The unfused area of the kneecap in bipartite patella usually shows up clearly on an x-ray or MRI scan of the knee. The triangular bone will have a gap in it where the fibrocartilaginous tissue has failed to ossify. 

It may initially be mistaken for a patella fracture but the tell-tale signs of bipartite patella are:

  • Rounded Edges: Rather than the characteristic jagged edges seen in patella fractures 

  • Location: A gap on the superolateral aspect of the kneecap is characteristic of bipartite patella rather than a fracture 

  • Bilateral: If both knees show similar findings on x-ray it is most likely bipartite patella rather than a fracture

Non-surgical treatments

Treatment for bipartite patella usually consists of:

1. Rest

It is important to rest from all aggravating activities with bipartite patella. If an activity causes pain, don’t do it. The joint needs time to settle down so it can heal. 

2. Ice

Regularly applying ice to the knee can help to reduce inflammation in the synchondrosis and thus reduce kneecap pain. In the ice treatment section you can find our top tips on how to apply ice safely and effectively.

3. Exercises

It is really important to strengthen and stretch the knee muscles to allow the kneecap to move properly without the synchondrosis getting irritated and inflamed. With bipartite patella you want to do a combination of:

  • Knee Stretches: to reduce tension in the muscles and take the pressure of the patella

  • Knee Strengthening Exercises: to improve the strength and function at the knee

  • Kneecap Exercises: to improve the positioning and movement of the kneecap

4. Knee Brace

Another thing that can help is to wear with bipartite patella is a knee brace to unload the kneecap and reduce the force going through the synchondrosis.

In some cases the knee may be immobilised in a brace that holds the knee in 30 degrees of flexion.

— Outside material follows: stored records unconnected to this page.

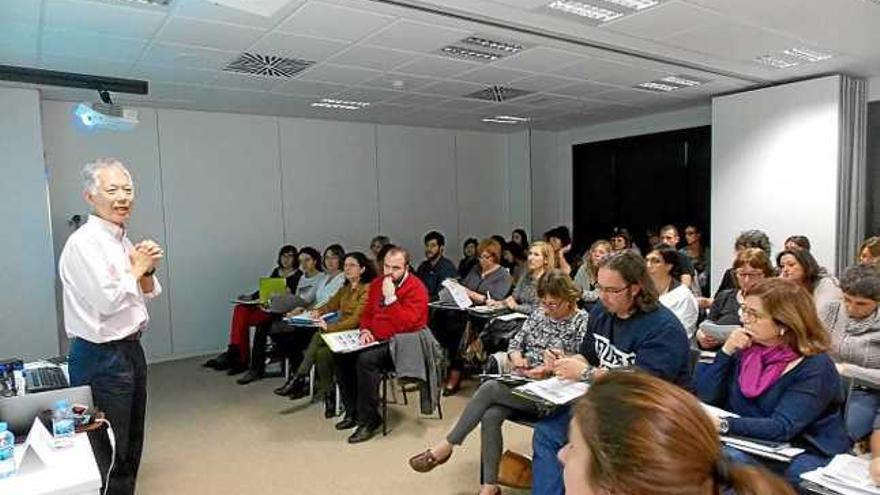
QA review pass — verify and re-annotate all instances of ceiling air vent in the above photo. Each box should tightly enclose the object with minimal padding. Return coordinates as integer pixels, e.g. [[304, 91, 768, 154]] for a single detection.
[[464, 86, 532, 102], [223, 52, 315, 77]]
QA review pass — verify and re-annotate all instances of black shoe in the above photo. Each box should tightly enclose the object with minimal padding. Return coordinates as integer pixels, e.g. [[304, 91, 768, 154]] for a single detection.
[[235, 370, 263, 385], [333, 416, 357, 431], [324, 390, 336, 419], [348, 424, 382, 443]]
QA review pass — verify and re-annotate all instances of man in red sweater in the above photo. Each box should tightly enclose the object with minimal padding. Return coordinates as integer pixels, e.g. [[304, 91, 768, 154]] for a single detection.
[[335, 247, 428, 443]]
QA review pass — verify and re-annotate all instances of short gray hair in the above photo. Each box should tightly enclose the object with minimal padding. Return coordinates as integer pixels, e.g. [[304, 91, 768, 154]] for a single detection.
[[840, 265, 880, 301], [82, 158, 131, 194]]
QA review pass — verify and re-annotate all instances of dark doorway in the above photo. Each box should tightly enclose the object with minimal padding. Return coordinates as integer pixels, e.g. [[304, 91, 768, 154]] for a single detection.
[[572, 126, 712, 252]]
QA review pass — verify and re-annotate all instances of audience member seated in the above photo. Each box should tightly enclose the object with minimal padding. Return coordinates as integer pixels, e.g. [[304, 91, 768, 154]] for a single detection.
[[697, 278, 851, 486], [275, 252, 376, 418], [333, 247, 428, 443], [544, 225, 577, 276], [776, 249, 841, 314], [697, 248, 775, 351], [458, 237, 479, 278], [856, 235, 880, 268], [651, 225, 702, 290], [204, 244, 302, 373], [409, 272, 588, 495], [229, 246, 326, 385], [510, 229, 530, 251], [712, 230, 771, 308], [782, 235, 812, 251], [431, 239, 511, 395], [645, 244, 700, 339], [416, 230, 458, 301], [501, 242, 528, 284], [574, 239, 611, 310], [532, 250, 691, 495], [822, 265, 880, 483], [559, 371, 794, 495], [480, 241, 556, 354], [679, 224, 711, 295]]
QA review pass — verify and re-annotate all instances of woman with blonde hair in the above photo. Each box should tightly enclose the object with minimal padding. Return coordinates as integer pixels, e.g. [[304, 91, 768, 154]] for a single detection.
[[696, 278, 851, 486], [559, 371, 794, 495]]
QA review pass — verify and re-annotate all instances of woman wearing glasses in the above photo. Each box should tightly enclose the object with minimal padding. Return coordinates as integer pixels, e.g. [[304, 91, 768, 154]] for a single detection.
[[697, 248, 774, 351], [409, 270, 587, 495], [697, 278, 851, 486]]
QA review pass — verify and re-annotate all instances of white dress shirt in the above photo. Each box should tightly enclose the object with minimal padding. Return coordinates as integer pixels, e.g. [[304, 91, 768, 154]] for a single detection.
[[58, 215, 162, 344]]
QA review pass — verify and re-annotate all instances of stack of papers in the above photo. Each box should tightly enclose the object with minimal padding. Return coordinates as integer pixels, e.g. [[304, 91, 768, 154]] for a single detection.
[[801, 454, 880, 495], [513, 376, 589, 406]]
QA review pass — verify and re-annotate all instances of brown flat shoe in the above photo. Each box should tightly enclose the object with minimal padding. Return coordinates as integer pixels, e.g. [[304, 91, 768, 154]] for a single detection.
[[409, 449, 452, 473]]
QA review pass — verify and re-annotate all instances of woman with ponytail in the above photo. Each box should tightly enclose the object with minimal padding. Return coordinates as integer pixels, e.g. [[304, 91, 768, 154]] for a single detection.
[[559, 371, 795, 495]]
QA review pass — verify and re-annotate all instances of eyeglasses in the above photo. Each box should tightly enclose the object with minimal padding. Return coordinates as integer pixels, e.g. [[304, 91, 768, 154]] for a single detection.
[[596, 284, 629, 294]]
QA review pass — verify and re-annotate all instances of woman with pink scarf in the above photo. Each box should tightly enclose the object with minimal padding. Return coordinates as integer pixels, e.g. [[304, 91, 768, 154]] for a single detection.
[[696, 279, 851, 487]]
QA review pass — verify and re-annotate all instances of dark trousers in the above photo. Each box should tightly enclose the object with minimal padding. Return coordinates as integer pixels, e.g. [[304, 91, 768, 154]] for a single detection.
[[69, 338, 147, 495], [333, 344, 394, 427]]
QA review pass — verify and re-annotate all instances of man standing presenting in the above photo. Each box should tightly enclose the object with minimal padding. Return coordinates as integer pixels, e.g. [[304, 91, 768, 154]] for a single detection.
[[334, 247, 428, 443], [58, 158, 164, 495], [416, 230, 458, 301]]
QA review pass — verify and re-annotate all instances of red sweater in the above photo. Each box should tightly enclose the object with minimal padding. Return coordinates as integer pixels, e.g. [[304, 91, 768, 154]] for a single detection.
[[360, 273, 428, 340]]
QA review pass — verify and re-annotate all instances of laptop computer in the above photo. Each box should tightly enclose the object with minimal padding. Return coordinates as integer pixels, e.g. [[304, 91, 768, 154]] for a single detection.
[[260, 277, 287, 304], [0, 385, 94, 437]]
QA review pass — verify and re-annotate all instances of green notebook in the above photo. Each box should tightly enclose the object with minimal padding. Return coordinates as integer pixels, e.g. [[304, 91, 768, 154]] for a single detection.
[[260, 277, 287, 304]]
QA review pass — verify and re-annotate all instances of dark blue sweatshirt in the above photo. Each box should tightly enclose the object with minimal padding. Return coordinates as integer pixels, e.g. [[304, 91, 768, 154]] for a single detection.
[[580, 304, 691, 389], [697, 351, 850, 457]]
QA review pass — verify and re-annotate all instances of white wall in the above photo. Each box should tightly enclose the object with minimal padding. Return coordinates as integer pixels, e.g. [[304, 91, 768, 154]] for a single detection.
[[711, 76, 840, 292], [43, 101, 530, 361], [0, 88, 58, 359]]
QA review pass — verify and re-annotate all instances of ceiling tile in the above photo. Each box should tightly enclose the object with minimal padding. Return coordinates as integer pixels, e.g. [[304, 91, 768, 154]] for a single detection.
[[272, 79, 351, 97], [42, 0, 167, 39], [276, 2, 394, 41], [365, 20, 471, 52], [174, 0, 305, 28], [141, 43, 239, 70], [299, 64, 382, 85], [494, 46, 585, 73], [156, 17, 264, 51], [394, 56, 481, 78], [363, 72, 437, 91], [248, 33, 349, 62], [455, 65, 532, 85], [330, 45, 421, 72], [41, 29, 147, 65]]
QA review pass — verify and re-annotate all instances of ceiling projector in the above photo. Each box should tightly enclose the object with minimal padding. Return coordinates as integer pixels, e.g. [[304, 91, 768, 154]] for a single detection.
[[74, 102, 140, 131]]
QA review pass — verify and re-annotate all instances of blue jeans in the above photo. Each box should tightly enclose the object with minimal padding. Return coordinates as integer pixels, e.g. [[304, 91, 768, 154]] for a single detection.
[[532, 406, 571, 495], [68, 338, 147, 495], [722, 445, 831, 493], [846, 389, 880, 442]]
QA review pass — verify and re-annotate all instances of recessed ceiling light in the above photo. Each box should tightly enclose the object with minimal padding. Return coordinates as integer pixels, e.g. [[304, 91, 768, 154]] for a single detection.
[[312, 98, 370, 110], [605, 0, 660, 10], [755, 55, 800, 69], [657, 76, 707, 87], [782, 48, 831, 62], [547, 0, 623, 22], [461, 36, 525, 53]]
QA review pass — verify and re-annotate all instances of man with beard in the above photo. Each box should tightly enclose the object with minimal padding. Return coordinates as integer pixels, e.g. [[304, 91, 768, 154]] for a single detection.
[[334, 247, 428, 443], [416, 230, 458, 301]]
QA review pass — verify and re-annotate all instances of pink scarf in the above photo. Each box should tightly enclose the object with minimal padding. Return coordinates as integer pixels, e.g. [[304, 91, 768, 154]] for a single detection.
[[739, 344, 800, 399]]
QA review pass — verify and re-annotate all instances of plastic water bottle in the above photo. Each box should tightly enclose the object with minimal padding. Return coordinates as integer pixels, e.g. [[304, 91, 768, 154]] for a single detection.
[[52, 400, 76, 448], [0, 422, 15, 480]]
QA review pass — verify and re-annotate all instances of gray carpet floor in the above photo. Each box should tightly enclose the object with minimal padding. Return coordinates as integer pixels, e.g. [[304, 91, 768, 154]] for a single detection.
[[138, 358, 531, 495]]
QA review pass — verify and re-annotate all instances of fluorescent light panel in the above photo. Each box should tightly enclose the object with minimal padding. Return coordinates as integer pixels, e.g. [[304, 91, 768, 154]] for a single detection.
[[547, 0, 623, 22]]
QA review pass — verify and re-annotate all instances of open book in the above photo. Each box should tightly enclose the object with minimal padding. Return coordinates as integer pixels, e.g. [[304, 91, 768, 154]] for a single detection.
[[321, 330, 384, 354]]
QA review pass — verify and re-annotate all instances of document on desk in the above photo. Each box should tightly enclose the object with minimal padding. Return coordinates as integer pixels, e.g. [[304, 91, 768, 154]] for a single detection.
[[801, 454, 880, 495], [513, 376, 589, 406], [321, 330, 384, 354]]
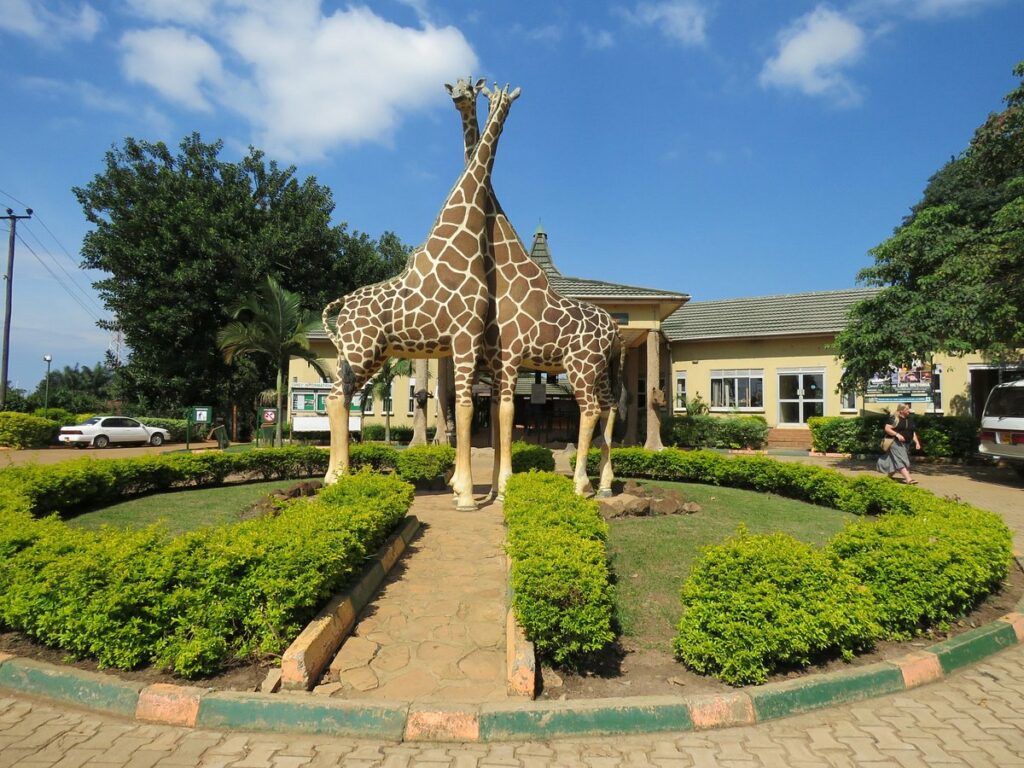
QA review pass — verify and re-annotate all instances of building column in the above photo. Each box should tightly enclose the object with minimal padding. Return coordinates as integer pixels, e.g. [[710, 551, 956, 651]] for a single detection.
[[643, 331, 665, 451], [623, 347, 640, 445], [409, 357, 430, 445]]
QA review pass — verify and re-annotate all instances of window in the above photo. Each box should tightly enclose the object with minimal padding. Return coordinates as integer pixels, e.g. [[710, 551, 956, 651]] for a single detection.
[[928, 366, 942, 414], [675, 371, 686, 411], [711, 369, 765, 410]]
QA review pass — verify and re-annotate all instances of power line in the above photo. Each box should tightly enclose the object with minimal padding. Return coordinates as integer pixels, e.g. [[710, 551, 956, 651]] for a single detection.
[[17, 234, 100, 323], [19, 221, 103, 312]]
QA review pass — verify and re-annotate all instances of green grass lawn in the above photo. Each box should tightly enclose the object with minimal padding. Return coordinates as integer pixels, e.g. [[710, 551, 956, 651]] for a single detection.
[[68, 480, 299, 536], [608, 482, 856, 652]]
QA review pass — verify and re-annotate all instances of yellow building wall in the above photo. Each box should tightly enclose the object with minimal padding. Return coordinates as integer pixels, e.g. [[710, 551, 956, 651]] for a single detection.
[[669, 335, 985, 427], [287, 339, 437, 428]]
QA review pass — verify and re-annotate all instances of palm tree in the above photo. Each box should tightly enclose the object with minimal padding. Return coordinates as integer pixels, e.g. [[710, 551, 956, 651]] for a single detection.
[[217, 275, 329, 446], [362, 357, 413, 442]]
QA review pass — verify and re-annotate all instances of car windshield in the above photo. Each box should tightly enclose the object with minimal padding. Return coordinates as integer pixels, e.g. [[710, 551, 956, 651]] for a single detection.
[[985, 387, 1024, 419]]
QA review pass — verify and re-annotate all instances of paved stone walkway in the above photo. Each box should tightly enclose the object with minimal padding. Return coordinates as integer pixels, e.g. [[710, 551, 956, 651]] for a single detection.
[[0, 645, 1024, 768], [314, 460, 506, 703]]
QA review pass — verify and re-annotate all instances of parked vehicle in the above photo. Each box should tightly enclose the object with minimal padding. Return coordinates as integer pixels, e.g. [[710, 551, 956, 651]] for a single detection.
[[978, 379, 1024, 475], [57, 416, 171, 447]]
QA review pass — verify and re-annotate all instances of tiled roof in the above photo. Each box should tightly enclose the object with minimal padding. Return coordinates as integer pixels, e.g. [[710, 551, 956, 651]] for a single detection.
[[662, 288, 881, 341], [529, 226, 690, 301]]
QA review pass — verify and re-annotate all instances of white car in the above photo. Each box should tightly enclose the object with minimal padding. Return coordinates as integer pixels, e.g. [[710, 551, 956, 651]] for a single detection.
[[57, 416, 171, 447], [978, 379, 1024, 475]]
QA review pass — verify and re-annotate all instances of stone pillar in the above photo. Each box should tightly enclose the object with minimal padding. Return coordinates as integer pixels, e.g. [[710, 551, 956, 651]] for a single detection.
[[643, 331, 665, 451], [409, 358, 430, 445], [623, 347, 640, 445], [435, 357, 455, 445]]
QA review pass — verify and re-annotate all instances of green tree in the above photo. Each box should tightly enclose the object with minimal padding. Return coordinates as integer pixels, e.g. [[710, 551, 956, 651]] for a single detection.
[[74, 133, 404, 416], [834, 61, 1024, 390], [217, 276, 329, 445], [362, 357, 413, 442]]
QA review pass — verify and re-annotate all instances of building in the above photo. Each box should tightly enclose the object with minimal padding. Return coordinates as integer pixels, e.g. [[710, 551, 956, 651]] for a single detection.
[[289, 227, 1024, 447]]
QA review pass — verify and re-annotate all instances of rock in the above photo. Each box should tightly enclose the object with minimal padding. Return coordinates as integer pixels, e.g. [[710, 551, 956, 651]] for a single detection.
[[599, 494, 650, 520]]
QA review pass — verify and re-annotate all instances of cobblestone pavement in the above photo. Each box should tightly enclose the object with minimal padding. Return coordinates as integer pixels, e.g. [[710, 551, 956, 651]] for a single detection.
[[0, 645, 1024, 768], [314, 483, 506, 703]]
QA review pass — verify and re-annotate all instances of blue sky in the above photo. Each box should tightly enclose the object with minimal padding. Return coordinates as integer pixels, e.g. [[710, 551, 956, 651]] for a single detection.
[[0, 0, 1024, 389]]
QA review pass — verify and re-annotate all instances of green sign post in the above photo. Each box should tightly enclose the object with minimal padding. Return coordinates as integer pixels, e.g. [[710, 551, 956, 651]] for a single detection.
[[185, 406, 213, 451]]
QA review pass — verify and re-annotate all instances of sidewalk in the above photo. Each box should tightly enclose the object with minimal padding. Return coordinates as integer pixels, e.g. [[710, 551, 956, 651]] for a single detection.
[[314, 466, 506, 702]]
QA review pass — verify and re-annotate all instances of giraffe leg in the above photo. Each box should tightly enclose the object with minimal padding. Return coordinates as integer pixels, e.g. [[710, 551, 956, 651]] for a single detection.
[[597, 408, 615, 499], [572, 409, 598, 496], [496, 364, 519, 501], [324, 392, 352, 485]]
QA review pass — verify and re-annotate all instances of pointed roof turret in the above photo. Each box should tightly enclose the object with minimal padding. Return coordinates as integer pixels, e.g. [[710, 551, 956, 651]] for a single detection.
[[529, 224, 561, 276]]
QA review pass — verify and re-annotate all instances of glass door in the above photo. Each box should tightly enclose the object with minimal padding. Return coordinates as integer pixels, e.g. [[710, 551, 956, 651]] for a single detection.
[[778, 371, 825, 424]]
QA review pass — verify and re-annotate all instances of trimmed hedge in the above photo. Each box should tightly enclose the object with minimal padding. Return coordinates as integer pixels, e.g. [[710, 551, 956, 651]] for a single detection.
[[512, 440, 555, 472], [673, 528, 879, 685], [505, 472, 614, 668], [0, 411, 60, 449], [662, 416, 768, 449], [573, 449, 1012, 684], [807, 414, 978, 459], [0, 456, 413, 678]]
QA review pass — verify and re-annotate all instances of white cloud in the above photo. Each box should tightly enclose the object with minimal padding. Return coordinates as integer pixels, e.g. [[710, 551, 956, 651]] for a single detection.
[[0, 0, 102, 44], [623, 0, 708, 45], [127, 0, 217, 25], [121, 27, 223, 111], [760, 5, 865, 106]]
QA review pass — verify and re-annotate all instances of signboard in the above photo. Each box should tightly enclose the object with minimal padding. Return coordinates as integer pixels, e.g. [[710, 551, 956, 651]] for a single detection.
[[864, 360, 938, 402]]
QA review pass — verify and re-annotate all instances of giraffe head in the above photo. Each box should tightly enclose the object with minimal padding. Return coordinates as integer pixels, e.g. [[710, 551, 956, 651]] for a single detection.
[[444, 77, 487, 117]]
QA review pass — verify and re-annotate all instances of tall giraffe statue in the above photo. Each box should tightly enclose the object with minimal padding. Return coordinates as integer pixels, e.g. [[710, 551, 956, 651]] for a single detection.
[[446, 78, 626, 498], [324, 86, 519, 510]]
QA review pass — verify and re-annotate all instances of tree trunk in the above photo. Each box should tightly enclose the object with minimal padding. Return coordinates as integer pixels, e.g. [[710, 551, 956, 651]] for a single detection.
[[273, 362, 288, 447]]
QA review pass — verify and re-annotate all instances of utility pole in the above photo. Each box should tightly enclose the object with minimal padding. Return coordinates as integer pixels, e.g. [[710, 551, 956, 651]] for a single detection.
[[0, 208, 32, 411]]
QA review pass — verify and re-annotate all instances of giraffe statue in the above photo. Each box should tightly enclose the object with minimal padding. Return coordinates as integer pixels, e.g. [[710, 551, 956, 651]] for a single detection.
[[446, 78, 626, 499], [324, 86, 519, 510]]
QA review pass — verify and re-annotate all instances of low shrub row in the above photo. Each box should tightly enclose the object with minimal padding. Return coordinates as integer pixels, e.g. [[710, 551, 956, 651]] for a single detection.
[[0, 468, 413, 678], [662, 416, 768, 449], [0, 444, 454, 516], [512, 440, 555, 472], [505, 472, 614, 668], [588, 449, 1012, 684], [807, 414, 978, 459]]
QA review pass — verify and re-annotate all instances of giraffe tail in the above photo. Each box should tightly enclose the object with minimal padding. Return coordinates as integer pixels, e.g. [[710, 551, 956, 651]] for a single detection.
[[323, 296, 345, 344]]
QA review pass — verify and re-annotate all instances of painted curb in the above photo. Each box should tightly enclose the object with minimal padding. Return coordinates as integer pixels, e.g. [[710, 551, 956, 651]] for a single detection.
[[0, 614, 1024, 741], [278, 515, 420, 690]]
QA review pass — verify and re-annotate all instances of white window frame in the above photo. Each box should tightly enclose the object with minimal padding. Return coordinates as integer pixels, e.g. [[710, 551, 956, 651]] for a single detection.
[[672, 371, 687, 414], [710, 368, 765, 414]]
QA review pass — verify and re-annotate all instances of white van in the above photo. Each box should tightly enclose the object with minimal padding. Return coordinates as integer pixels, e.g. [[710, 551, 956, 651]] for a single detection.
[[978, 379, 1024, 474]]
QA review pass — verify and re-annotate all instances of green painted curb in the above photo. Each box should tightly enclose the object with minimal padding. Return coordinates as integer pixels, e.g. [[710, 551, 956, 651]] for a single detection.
[[480, 696, 693, 741], [925, 622, 1017, 675], [196, 692, 409, 741], [0, 658, 145, 718], [743, 663, 904, 721]]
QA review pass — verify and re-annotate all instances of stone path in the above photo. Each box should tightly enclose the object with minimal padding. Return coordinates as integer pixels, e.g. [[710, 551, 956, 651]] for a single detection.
[[314, 449, 506, 703], [0, 645, 1024, 768]]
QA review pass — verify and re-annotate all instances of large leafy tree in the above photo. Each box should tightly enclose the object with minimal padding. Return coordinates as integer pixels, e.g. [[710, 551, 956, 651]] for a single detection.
[[217, 276, 328, 445], [834, 61, 1024, 390], [74, 133, 406, 415]]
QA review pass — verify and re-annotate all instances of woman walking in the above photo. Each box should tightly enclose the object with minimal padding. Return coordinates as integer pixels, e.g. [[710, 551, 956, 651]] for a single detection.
[[878, 402, 921, 485]]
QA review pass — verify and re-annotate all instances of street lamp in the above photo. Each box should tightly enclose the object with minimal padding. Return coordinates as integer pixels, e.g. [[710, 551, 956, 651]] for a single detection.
[[43, 354, 53, 419]]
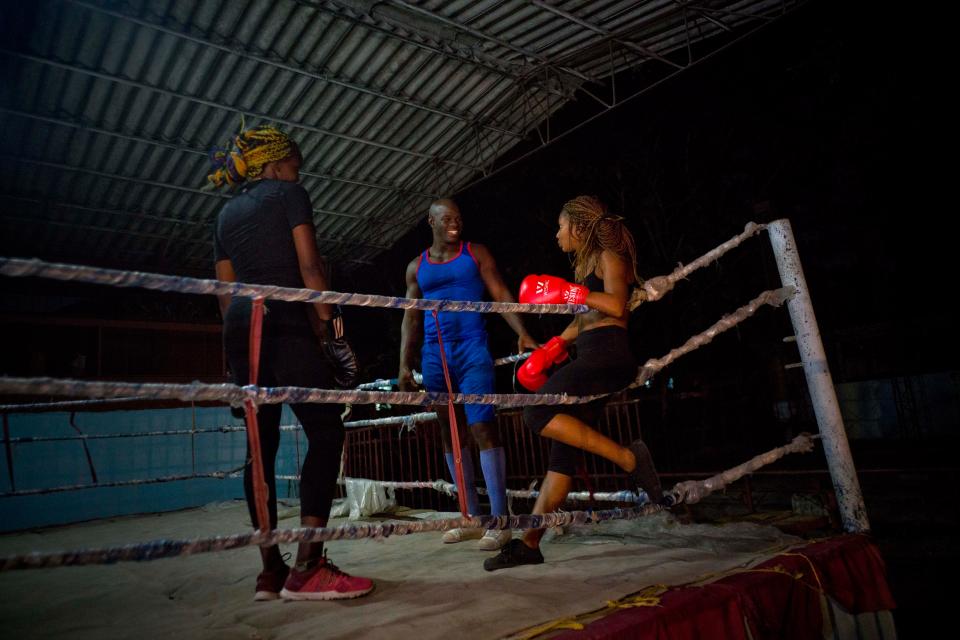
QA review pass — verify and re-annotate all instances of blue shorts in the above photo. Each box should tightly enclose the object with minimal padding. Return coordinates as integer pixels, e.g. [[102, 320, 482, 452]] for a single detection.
[[420, 336, 496, 424]]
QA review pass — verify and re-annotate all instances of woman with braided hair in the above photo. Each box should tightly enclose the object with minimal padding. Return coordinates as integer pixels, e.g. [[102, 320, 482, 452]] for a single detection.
[[209, 127, 373, 600], [483, 196, 663, 571]]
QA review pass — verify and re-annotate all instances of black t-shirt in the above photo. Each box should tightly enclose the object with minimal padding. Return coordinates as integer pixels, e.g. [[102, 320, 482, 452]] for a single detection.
[[213, 180, 313, 288]]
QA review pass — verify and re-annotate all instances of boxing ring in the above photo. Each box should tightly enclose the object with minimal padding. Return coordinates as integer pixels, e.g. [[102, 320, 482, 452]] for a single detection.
[[0, 220, 895, 638]]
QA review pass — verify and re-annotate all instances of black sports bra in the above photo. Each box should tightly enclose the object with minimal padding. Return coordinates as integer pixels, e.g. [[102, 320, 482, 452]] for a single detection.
[[583, 271, 603, 291]]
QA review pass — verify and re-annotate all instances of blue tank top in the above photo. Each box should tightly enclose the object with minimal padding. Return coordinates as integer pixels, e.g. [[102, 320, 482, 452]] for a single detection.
[[417, 242, 487, 342]]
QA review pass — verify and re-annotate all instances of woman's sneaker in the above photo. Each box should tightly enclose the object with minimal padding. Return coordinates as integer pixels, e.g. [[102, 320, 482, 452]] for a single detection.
[[253, 565, 290, 602], [280, 554, 373, 600], [442, 527, 483, 544], [477, 529, 513, 551], [483, 540, 543, 571]]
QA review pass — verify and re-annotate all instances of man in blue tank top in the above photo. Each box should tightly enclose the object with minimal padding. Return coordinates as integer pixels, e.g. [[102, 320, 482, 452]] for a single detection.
[[398, 199, 538, 551]]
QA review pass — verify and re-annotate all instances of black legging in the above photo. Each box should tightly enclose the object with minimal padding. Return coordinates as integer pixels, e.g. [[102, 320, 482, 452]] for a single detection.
[[523, 326, 637, 476], [223, 298, 344, 528]]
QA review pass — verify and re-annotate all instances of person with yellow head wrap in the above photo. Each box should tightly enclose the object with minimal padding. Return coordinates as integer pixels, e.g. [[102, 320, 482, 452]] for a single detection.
[[208, 126, 373, 600]]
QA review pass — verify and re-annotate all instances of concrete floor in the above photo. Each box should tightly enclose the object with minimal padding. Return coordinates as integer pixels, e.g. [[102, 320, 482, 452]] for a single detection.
[[0, 502, 801, 640]]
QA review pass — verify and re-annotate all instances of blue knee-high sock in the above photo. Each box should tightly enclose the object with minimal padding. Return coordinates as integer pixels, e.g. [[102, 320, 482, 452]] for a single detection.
[[443, 447, 480, 516], [480, 447, 509, 516]]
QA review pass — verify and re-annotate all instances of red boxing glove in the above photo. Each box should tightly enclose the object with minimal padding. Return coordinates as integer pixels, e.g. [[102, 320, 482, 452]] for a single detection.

Visit the knee braces section to find the right brace for you.

5. Steroid Injections

Your doctor may give you an injection of corticosteroid mixed with local anaesthetic to reduce pain and inflammation with bipartite patella. The knee usually feels instantly better but the effects can be short-lived. You can find out all about how steroid injections work and the possible side effects in the knee injections section.

6. Medication

Your doctor may prescribe painkillers and anti-inflammatory medication to help to reduce any knee pain and inflammation with bipartite patella.

7. Physical Therapy

Regular session of physical therapy can also be helpful to reduce pain and inflammation with bipartite patella and to address any areas of muscle weakness around the knee. Your physical therapist will work on a rehab program with you and may also use ultrasound to help reduce inflammation and improve healing.

The symptoms of bipartite patella usually settle after two or three months with these treatment methods. However if they persist for more than six months then your doctor may advise surgery.